Model Offload Scheduling
Introduction
When an AI model runs, the CPU and an AI processor (such as the NPU, also called Ascend AI Processor) operate in tandem. The CPU on the host handles complex logic and control, while the NPU on a device excels at highly parallel, compute-intensive tasks. Through efficient compute scheduling, the host and device coordinate seamlessly, delivering higher model performance and significantly improving resource usage of heterogeneous systems.
The host CPU sequentially sends operators from the model to the device for execution. Each operator is represented as one or more tasks in an execution stream. The Ascend AI processor sequentially executes these tasks from the stream. This type of host scheduling requires frequent interaction between the host and device. In actual training or inference scenarios, the model runs multiple times to trigger the host to deliver all operators on the model.

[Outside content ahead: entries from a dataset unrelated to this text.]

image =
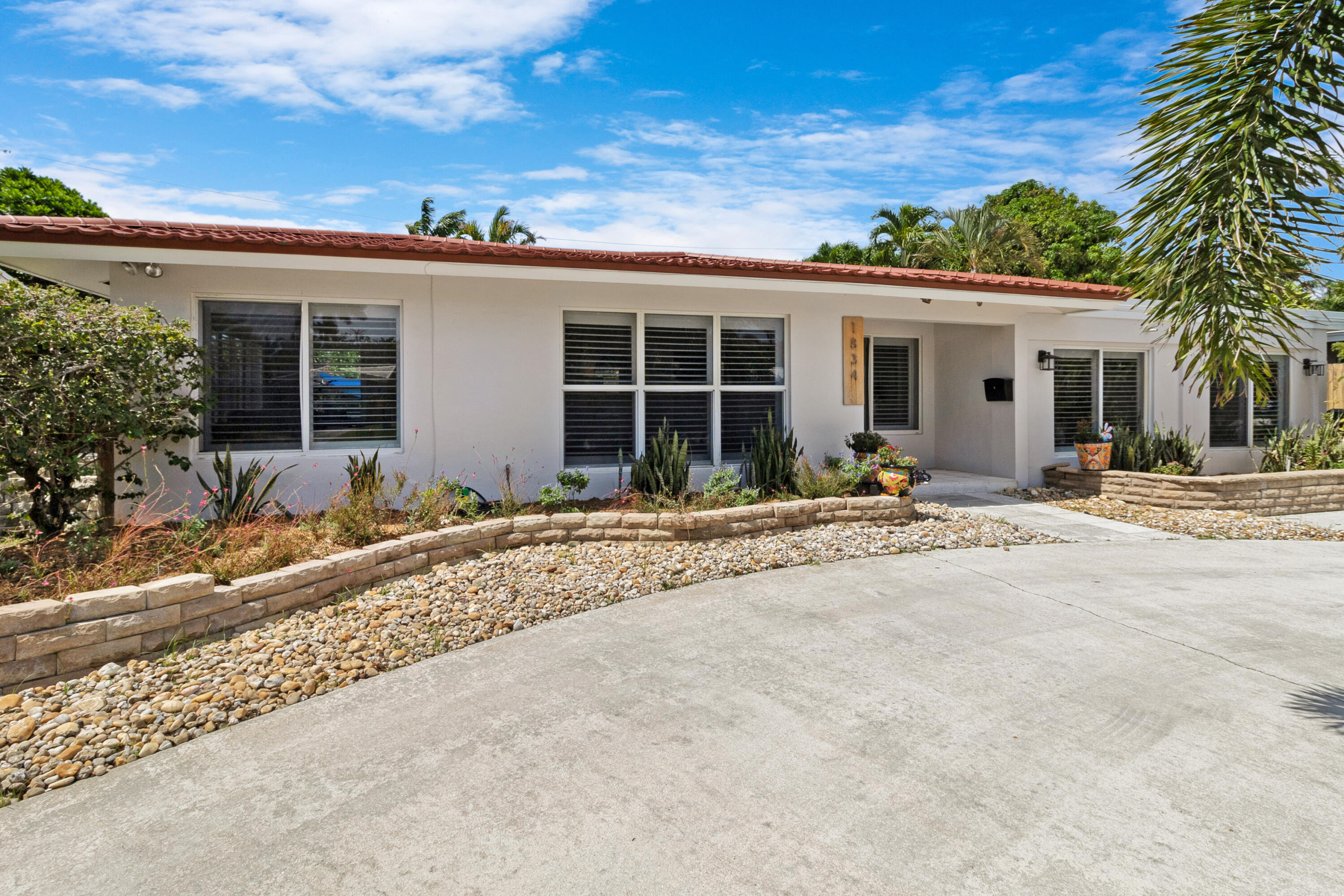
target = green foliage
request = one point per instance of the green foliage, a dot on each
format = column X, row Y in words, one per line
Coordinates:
column 772, row 464
column 441, row 500
column 502, row 230
column 1310, row 447
column 983, row 241
column 365, row 474
column 234, row 497
column 1080, row 241
column 664, row 469
column 23, row 193
column 866, row 443
column 1140, row 450
column 824, row 481
column 722, row 481
column 78, row 374
column 1240, row 179
column 1172, row 469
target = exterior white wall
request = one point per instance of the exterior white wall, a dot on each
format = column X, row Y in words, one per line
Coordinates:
column 482, row 366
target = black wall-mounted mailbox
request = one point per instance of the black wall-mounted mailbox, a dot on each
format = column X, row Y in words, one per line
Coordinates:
column 999, row 389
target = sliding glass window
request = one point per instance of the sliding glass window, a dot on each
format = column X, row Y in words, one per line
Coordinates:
column 257, row 373
column 709, row 379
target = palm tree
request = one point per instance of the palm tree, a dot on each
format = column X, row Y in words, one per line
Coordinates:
column 449, row 225
column 510, row 232
column 1240, row 171
column 896, row 242
column 982, row 241
column 456, row 225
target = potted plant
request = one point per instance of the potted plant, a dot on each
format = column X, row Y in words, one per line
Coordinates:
column 898, row 470
column 1093, row 447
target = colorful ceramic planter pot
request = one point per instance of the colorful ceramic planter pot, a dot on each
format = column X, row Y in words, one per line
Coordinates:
column 1093, row 456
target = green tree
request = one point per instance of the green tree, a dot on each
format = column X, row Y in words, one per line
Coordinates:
column 1080, row 241
column 900, row 236
column 982, row 241
column 23, row 193
column 84, row 382
column 1240, row 181
column 502, row 230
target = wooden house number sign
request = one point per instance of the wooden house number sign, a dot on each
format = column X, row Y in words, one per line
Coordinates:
column 854, row 361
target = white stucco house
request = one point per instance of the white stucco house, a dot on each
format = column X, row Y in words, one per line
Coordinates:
column 445, row 354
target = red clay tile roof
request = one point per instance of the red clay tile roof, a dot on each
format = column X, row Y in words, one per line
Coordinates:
column 121, row 232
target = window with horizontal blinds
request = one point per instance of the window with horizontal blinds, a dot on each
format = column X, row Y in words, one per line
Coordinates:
column 1123, row 390
column 1076, row 394
column 752, row 351
column 599, row 428
column 355, row 377
column 1228, row 420
column 687, row 414
column 1271, row 408
column 676, row 350
column 599, row 349
column 253, row 353
column 894, row 377
column 741, row 414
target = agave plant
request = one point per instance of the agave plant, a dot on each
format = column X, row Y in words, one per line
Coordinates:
column 237, row 497
column 664, row 468
column 772, row 464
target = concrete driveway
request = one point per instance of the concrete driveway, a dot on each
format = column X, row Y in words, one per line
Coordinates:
column 1116, row 718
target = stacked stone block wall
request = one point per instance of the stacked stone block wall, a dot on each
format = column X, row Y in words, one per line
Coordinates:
column 1258, row 493
column 46, row 641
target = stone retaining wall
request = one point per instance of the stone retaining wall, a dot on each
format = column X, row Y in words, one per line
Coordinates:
column 47, row 641
column 1258, row 493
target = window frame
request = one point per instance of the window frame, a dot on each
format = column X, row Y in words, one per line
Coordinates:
column 1285, row 409
column 640, row 388
column 917, row 342
column 1146, row 366
column 306, row 365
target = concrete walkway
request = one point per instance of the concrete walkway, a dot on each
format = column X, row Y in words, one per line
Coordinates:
column 1051, row 520
column 1124, row 718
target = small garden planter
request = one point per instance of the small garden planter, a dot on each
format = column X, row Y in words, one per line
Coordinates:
column 1093, row 456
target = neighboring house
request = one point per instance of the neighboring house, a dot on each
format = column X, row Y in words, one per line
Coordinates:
column 447, row 354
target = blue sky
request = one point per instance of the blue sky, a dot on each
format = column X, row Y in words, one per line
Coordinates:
column 744, row 128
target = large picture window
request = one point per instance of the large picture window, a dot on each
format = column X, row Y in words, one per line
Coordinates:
column 711, row 379
column 265, row 401
column 1249, row 418
column 1100, row 388
column 893, row 383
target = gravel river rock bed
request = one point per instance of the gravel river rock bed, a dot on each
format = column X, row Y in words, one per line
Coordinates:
column 54, row 737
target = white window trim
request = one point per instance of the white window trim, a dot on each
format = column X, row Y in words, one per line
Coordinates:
column 639, row 388
column 1100, row 394
column 1285, row 379
column 867, row 385
column 306, row 396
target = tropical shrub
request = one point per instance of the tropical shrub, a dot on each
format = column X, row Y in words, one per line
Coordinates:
column 772, row 464
column 824, row 481
column 86, row 388
column 1140, row 450
column 1311, row 447
column 236, row 497
column 866, row 443
column 664, row 469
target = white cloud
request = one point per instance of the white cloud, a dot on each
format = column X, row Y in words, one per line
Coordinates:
column 562, row 172
column 167, row 96
column 435, row 64
column 553, row 65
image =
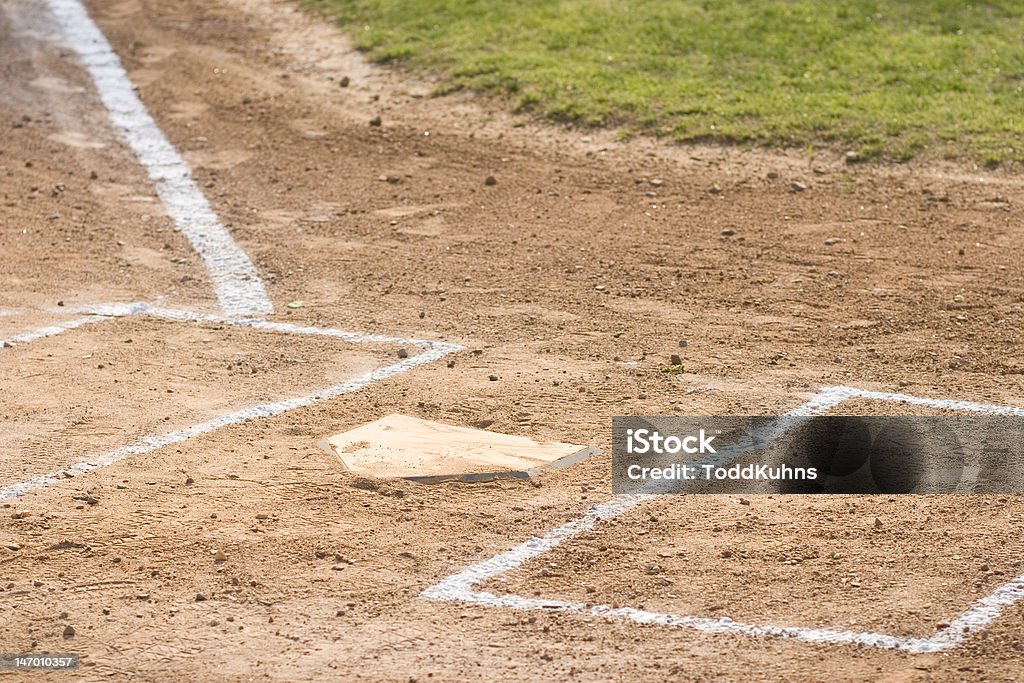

Static-shape model offloading (where input tensor shape remains fixed): With this approach, input and output shapes of all operators in a static-shape model can be determined at build time, enabling the host to complete operator tiling computations in advance. When coupled with the Ascend memory reuse algorithm, memory can be orchestrated at the model level. In this context, the GE uses static graph offloading scheduling. Operators are formatted as graphs at the build time and then sent to device streams when the model is loaded, but they are not executed immediately. Instead, the execution is triggered once a model execution task is delivered by the host. Compared with host-bound scheduling, offload scheduling greatly reduces the scheduling overhead on the host and effectively reduces the required interactions between the host and device.

Principles
Model offload scheduling consists of two phases: model loading and model execution.
- Model loading: Similar to host scheduling, the model traverses all operators in the graph and deliver them to a device stream in a batch. However, the operators are not executed immediately. Model loading is a one-off action. The model is loaded when the model is executed for the first time, as shown in process 1 in the preceding figure.
- Model execution: After the model is loaded, a model execution task can be delivered to an execution stream. This process is similar to delivering operators one at a time. When the task arrives at the Ascend AI processor (E in the execution stream in the preceding figure), the task is executed (process 3 in the preceding figure). If you need to run the model for multiple times, you only need to deliver the model execution task (process 2 in the preceding figure) for multiple times.
The following figure shows the timing comparison between host-bound scheduling and model offload scheduling. It can be seen that E2E model offload execution requires less time than that used for host-bound scheduling. As there is header overhead for model delivery at the beginning of model offload execution.
The following figure shows the host/device time sequence analysis of model offload scheduling.

Each time a model is delivered, the Feature Map buffer address and input/output buffer addresses can be updated. If the Feature Map buffer and input/output buffer of the model are updated, the operator-related addresses will be updated during the model offload header overhead (m_l_t in the preceding figure, which will be described later).